For me, hit points can be pretty "de-immersifying" in a pretty short space of time. "I'll charge those archers - I'm at full hp, so I can take whatever they'll shoot at me." It may not take very long to resolve, but clearly it is not the player reasoning about the ingame situation and acting on that.
I'm not sure I'd agree with this being the result of hit points, but hit points in relation to weapon damage.
Historical aside: Unless you've got hardened and tempered full plate (developed near the end of the Hundred Years War) which is effectively arrow proof. Then charge away. Unless the archers have heavy crossbows, in which case you are hosed.
The other stuff I agree with completely. As soon as I learned about Rolemaster as an alternative high fantasy RPG to D&D, I jumped ship for all the same sorts of reasons that motivated Runequest.

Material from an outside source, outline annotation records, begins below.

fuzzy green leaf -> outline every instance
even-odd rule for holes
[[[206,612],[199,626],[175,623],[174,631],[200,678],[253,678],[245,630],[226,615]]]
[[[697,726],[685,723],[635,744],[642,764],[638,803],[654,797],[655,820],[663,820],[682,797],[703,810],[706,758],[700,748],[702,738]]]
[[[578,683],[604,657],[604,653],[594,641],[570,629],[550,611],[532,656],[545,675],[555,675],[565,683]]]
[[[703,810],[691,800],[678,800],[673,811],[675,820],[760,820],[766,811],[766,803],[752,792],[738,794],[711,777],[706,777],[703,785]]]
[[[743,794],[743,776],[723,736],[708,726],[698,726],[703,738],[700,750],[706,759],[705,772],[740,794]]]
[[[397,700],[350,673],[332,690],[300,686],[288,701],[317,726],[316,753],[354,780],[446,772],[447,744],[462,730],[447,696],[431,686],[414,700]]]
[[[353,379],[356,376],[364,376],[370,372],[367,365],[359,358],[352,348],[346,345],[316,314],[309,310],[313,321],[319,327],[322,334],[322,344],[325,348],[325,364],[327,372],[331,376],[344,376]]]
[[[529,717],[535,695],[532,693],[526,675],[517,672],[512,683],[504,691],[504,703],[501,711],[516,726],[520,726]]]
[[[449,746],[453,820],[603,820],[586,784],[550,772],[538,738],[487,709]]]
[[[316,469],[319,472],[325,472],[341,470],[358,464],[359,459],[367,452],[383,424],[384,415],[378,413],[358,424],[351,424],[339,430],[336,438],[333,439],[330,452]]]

A couple gaming buddies love Rolemaster and advocate for it whenever we finish up with one game miniseries and are talking about the next one. I'd like to give it a try, but both of them want to play it and won't GM it, so yeah. That's probably not going to happen.
What I like about 4e is that it takes all the metagamey stuff inherent to D&D and, for me, makes it consistent and makes it work. As well as passive stuff (hit points, saving throws) we have active stuff (action points, encounter and daily powers, etc).
This. Absolutely. It provides a certain type of play and does it quite well.
I envisage that my 4e game will come to its conclusion in 2 or 3 years, and then I'm hoping my group will agree to play Burning Wheel for a bit at least. Which is somewhat RQ-ish mechanics (though on a different probability curve) but with "story game" stuff layered over the top.
Burning Wheel looks like a trad game with stuff added on top, but I think the procedures of play really end up shifting the focus onto the added on stuff. Excellent game for running GMless once everyone has bought into the procedures.
The sort of game that I don't want to play is one like 3E or (perhaps - certainly as you describe it) AD&D, which is a sort of unstable mixture of gritty/simulation and gonzo/meta.
I'd play Pathfinder Beginner Box or the D&D Next playtest (as they are very, very similar) but I think I'm done with full-on 3E. Though E6 combined with the free OGL Grim & Gritty rules is a good implementation of 3E.
I think this is a bit unfair. Contrary to what MarkCMG suggested upthread, there's no correlation between metagame mechanics and railroading.
I should have expanded more on what I wrote there. I didn't mean it in terms of railroading per se, but just that the movie scene was the result of preplanning rather than spontaneously being produced by some sort of resolution system. I think full on story games where you resolve the whole conflict are far better at producing movie-like play.
From the point of view of control over the plot, things going or not going the player's way depending on what player resources are expended is no different from things going or not going the player's way depending on whether a die roll comes up high or low.
I'm just not convinced 4E's halfway is the best way to do this. I think I'd rather use something like In A Wicked Age and get some "For Love" and "With Violence" going on to get the right to narrate the outcome of Sheriff of Nottingham's men getting reduced in potency as a far reaching advantage of the sheriff.